Last week, my PhD advisor commented that I can postpone my thesis defense for couple of months if I was not ready to defend. However, I was adamant of completing my defense this year. As a result, my advisor has scheduled my defense for december and I have few weeks to prepare.

Now, on second thought, I was wondering that probably her suggesting the postponing of defense was a way to tell me that I am not going to pass the defense.

In that case, is it possible that the advisor thinks that I am unsuitable for PhD defense and she just wants to pass the onus of passing on the judgement about my qualifications/research output to the committee. Probably she doesn't want any confrontations with me but doesn't approve of my research work either.

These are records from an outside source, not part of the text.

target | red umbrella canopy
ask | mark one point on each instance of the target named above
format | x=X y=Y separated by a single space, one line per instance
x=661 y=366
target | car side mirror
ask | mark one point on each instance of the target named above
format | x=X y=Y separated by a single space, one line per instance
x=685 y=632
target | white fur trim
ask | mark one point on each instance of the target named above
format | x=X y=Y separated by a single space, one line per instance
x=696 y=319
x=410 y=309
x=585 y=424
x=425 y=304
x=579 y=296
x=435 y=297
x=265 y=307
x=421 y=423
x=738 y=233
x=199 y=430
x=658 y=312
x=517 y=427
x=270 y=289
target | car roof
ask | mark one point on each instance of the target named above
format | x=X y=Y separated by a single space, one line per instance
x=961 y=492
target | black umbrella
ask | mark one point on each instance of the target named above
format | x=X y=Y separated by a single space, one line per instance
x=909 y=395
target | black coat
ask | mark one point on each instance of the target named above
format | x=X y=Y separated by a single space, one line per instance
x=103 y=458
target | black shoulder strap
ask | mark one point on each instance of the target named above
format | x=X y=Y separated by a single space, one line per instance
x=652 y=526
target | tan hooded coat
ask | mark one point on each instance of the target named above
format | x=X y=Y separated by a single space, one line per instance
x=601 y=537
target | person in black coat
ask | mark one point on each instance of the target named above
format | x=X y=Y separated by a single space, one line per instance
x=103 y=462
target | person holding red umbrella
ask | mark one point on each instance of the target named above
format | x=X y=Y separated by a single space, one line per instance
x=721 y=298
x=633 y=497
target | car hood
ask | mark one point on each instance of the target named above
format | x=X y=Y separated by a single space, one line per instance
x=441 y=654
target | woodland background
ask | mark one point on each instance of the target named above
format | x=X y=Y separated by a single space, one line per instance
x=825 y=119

Is it possible that she aggreed to defense scheduling to get rid of an underperforming student?

I am in Canada.

  • 2
    I would say probably no as (a) a good advisor should want their students to succeed and (b) their statistics on graduating students might be tracked inside the department or otherwise. But, no experience at all with the Canadian system, this is just a general observation
    – penelope
    Nov 19, 2019 at 15:02
  • It's possible, but I think that the question is impossible to answer without more details. It really depends on your PhD performance, your relationship with your advisor thus far, her personal opinion of you, your committee, your school's attitude towards graduating students etc...
    – Spark
    Nov 19, 2019 at 15:05
  • 8
    If you were "adamant" even after your advisor's suggestion to delay, what did you expect but that they'd agree? Nov 19, 2019 at 15:11
  • 2
    So you asked for your defense to be held this year, and she agreed, and now you are looking for hidden intentions behind the schedule?
    – user116079
    Nov 19, 2019 at 15:35
  • 2
    Context matters. Is your advisor the sort of person who tries hard to be non-confrontational and prefers to "hint at" things instead of saying it straight out? Has your advisor a habit of deferring to your judgement at multiple points throughout your PhD career? Absent a knowledge of how you typically interact with your advisor, there's really no way for a third party to answer your question. Nov 19, 2019 at 16:08

2 Answers 2


Based on what you say, I doubt that there are any issues other than getting yourself prepared. The comments here at this writing are all valid. It seems like she just deferred to your own judgement about scheduling but was giving you a way to extend prep time if you thought you needed it. I don't read anything negative in to that.

Likewise, I can't see any professor scheduling a defense just to "get rid" of a student, whether a superstar, a typical student, or an underperformer. In fact, in the latter case, most would rather give the student time to come up to whatever standard is expected.

Some professors, of course, when faced with a seriously underperforming student would be more likely to counsel them to leave academia and find a more suitable career before possibly facing a failed defense and then carrying that record for the rest of their lives. But there is no hint of any of that here.

Some professors press their students pretty hard to finish, but because they judge the student ready to move on.

But, you did ask, and you were adamant. You can live with that and get ready, or you can go back to her and say you misjudged and would, indeed, like a bit of extra time, if that is what you really want.


Keep in mind that failing a student during his/her defense is an immense embarrassment for the advisor, who surely wants to prevent exposing him/herself to such situation. I have heard of advisors forbidding their students to defend, they were lound and clear. The only situation close to a student defending a failing thesis I've ever hear about happened when his advisor had some very serious personal problems and did a very lame advising job. Even in that case, a member of the committee readily pointed out well in advance for the defense that the thesis had serious flaws, and thus the defense was postponed.

A few alternatives you might consider to explain the situation:

  1. Perhaps, your advisor is very busy by the end of the year, and is eager to postpone stuff. Often people will accumulate tasks by December.

  2. Maybe your thesis is okay, but you likely need to prepare slides for your defense, you need to rehearse your defense, and you need to rehash it a few times. If you are not that used to public speaking and slide preparation, your advisor should instruct you to do so. He/she should be more open about it, but it could come across a bit awkward to tell you that "your thesis is good, but your presentation is not ready yet".

  3. Maybe, other than the actual thesis work, you are also responsible for doing lab work/preparing classes, grading exams and so on. If you defend in December rather than in March, maybe your advisor will have no one to perform these tasks for him. Very petty, and only his/her problem, but I'd find it very plausible that an advisor in this situation would try to stall the student's defense without giving clear reasons.